With the exception of the explicit seeding of the ARP cache in the “entries_aged_out” thread, each action is an expected side effect of the ARP cache’s operation, conducted in the background after a cache is initialized via its create function. Yet by observing the commit record of the cache, we can observe that the operations happened, or didn’t happen, as expected. We can even programmatically manipulate the cache with Irmin to write test code that asserts that, for example, merging a branch created by an expiry thread never resulted in an entry being added to the cache – a possible outcome of a race condition between expiry and update threads.

Testing Side Effects

The ARP code in Mirage isn’t just responsible for manipulating the cache in response to incoming messages and the passage of time.
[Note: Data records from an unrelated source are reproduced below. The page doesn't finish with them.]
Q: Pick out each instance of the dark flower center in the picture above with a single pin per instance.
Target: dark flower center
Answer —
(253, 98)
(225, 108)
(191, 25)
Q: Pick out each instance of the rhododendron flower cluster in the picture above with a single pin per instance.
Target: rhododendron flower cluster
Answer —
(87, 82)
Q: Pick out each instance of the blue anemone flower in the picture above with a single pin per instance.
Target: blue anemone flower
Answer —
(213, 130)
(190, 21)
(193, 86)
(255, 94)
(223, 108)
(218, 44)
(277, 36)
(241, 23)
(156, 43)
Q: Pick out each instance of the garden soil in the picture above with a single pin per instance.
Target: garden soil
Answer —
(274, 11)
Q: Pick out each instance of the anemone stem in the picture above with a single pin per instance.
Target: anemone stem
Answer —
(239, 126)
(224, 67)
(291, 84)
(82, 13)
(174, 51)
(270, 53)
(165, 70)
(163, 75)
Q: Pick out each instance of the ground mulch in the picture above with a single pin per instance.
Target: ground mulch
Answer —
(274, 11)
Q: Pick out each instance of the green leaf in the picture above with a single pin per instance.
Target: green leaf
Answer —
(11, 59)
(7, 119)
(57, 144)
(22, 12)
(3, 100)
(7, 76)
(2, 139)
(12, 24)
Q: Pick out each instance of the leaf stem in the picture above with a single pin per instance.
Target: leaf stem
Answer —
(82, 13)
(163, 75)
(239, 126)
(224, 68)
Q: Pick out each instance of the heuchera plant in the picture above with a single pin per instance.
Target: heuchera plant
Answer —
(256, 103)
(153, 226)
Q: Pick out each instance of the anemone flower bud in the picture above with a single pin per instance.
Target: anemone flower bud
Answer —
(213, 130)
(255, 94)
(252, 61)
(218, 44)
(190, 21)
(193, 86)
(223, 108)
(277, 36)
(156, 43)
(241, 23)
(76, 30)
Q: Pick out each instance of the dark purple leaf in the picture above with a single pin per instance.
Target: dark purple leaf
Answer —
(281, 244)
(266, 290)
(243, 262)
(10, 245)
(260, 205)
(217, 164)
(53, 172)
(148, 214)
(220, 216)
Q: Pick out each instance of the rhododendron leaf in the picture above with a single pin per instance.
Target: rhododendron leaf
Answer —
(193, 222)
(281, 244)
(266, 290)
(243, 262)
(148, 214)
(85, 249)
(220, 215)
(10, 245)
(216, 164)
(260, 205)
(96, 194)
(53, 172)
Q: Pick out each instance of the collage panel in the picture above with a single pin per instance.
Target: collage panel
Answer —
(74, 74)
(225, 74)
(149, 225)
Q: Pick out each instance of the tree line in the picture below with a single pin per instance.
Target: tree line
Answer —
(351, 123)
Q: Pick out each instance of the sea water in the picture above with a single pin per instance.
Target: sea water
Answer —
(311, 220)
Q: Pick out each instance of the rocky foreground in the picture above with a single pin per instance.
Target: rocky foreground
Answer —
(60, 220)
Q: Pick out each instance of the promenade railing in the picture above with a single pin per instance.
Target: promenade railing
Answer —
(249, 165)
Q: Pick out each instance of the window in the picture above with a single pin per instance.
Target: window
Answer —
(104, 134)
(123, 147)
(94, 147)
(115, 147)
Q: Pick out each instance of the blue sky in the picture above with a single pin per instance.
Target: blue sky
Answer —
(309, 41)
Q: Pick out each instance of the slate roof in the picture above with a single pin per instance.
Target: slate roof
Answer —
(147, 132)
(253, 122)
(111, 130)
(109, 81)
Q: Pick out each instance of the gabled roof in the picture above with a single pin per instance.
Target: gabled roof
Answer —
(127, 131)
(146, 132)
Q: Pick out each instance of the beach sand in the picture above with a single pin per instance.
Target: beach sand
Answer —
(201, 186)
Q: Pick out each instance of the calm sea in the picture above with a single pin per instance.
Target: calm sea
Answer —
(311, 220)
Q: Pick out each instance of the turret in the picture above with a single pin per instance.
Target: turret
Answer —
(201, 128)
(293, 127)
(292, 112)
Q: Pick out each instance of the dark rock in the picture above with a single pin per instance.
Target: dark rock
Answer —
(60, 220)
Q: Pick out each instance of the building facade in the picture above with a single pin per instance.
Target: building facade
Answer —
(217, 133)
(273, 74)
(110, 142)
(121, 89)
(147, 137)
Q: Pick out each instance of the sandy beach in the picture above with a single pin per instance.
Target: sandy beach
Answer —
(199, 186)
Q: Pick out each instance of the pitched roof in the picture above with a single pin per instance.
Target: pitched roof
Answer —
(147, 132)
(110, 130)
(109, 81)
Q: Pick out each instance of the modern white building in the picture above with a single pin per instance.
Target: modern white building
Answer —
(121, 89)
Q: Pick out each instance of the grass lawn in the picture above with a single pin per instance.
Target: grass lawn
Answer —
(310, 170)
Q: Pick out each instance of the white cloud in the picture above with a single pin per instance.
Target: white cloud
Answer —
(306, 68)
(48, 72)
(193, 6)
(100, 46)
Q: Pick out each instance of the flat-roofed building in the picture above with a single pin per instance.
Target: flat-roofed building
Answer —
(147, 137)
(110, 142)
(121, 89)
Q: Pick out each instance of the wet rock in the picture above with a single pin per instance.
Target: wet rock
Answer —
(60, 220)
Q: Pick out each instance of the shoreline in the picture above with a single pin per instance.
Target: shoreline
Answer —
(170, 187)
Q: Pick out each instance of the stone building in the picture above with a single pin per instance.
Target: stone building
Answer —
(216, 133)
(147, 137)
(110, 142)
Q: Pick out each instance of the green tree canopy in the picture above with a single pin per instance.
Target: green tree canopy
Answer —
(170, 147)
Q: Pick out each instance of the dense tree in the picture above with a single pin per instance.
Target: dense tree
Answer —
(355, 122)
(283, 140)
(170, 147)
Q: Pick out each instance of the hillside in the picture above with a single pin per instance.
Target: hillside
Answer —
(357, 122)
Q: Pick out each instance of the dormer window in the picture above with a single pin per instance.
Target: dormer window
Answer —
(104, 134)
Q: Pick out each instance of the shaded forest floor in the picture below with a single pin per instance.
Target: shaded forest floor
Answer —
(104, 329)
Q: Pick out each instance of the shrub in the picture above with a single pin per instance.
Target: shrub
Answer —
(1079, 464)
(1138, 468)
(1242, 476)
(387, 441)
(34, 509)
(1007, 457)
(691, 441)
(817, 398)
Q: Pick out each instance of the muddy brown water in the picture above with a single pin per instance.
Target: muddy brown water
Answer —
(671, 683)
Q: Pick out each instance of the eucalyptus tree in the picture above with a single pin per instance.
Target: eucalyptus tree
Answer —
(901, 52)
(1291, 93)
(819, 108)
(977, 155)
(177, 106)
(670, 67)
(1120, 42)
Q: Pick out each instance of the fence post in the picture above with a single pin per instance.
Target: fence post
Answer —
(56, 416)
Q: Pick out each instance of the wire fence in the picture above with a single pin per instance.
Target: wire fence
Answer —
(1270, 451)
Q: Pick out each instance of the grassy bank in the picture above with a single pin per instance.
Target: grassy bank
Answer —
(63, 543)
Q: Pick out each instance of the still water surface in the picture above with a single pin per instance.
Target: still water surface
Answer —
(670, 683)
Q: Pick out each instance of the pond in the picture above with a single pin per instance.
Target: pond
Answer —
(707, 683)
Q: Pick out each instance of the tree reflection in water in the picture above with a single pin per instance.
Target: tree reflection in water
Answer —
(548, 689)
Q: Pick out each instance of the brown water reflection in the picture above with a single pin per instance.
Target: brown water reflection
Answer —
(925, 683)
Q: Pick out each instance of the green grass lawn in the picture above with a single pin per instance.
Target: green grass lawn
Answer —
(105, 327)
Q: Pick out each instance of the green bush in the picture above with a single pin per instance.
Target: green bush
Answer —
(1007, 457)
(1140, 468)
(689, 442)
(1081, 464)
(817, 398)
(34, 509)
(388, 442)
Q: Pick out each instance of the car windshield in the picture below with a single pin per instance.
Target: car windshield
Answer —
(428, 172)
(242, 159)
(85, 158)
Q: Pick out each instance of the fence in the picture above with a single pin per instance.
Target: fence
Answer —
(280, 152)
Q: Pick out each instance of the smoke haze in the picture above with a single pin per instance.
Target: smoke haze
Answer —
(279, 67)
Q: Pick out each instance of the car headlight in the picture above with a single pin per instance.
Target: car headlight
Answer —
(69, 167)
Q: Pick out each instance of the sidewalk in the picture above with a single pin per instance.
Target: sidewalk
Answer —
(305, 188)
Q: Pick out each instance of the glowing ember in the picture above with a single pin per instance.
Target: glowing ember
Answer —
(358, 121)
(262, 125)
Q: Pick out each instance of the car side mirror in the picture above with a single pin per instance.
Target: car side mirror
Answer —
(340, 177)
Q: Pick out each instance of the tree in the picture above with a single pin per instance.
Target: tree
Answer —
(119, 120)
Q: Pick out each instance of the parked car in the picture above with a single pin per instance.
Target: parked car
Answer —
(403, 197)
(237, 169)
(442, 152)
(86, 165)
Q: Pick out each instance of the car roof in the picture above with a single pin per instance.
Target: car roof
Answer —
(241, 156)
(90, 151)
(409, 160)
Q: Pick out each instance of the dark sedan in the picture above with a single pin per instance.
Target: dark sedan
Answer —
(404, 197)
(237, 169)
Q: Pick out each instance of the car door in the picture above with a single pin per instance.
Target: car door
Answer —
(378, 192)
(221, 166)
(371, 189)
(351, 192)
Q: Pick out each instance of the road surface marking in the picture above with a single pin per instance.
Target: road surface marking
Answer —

It’s also responsible for providing its own messages to the network, to ensure that other hosts can map any IP addresses that the stack claims to their underlying link-level addresses. These operations don’t touch the cache, so our souped-up data structure won’t help us – if we want to ensure that they’re happening, and happening correctly, we need to do something else.

Enter mirage-vnetif, a software networking bridge that lets us send packets without sending packets. With mirage-vnetif, we can define one “backend” (analogous to a switch) for multiple “network interfaces” to plug into. The network interfaces fulfill the module type V1_LWT.NETWORK defined by mirage-types (a more complete explanation of the modular, functorized stack is available on the MirageOS blog), so stacks can be built on top of them – including Ethernet and ARP layers. Using virtual network interfaces, we can assert that certain operations result in packets going out on the network, and that the packets look like we expect, from within a test framework like alcotest`.

In the test following, we set up two virtual network interfaces, a speaker and a listener, and build an Ethernet and ARP layer on top of each. We then instruct the speaker’s ARP layer that it should set an IPv4 address for which to answer probe requests. According to the documentation for ARP, this should result in an outgoing gratuitous ARP for that IP, mapping it to the speaker’s link-layer address. With the listener interface on the same backend, we should be able to hear via its ARP-layer listener whether the speaker spent a gratuitous ARP that could be understood.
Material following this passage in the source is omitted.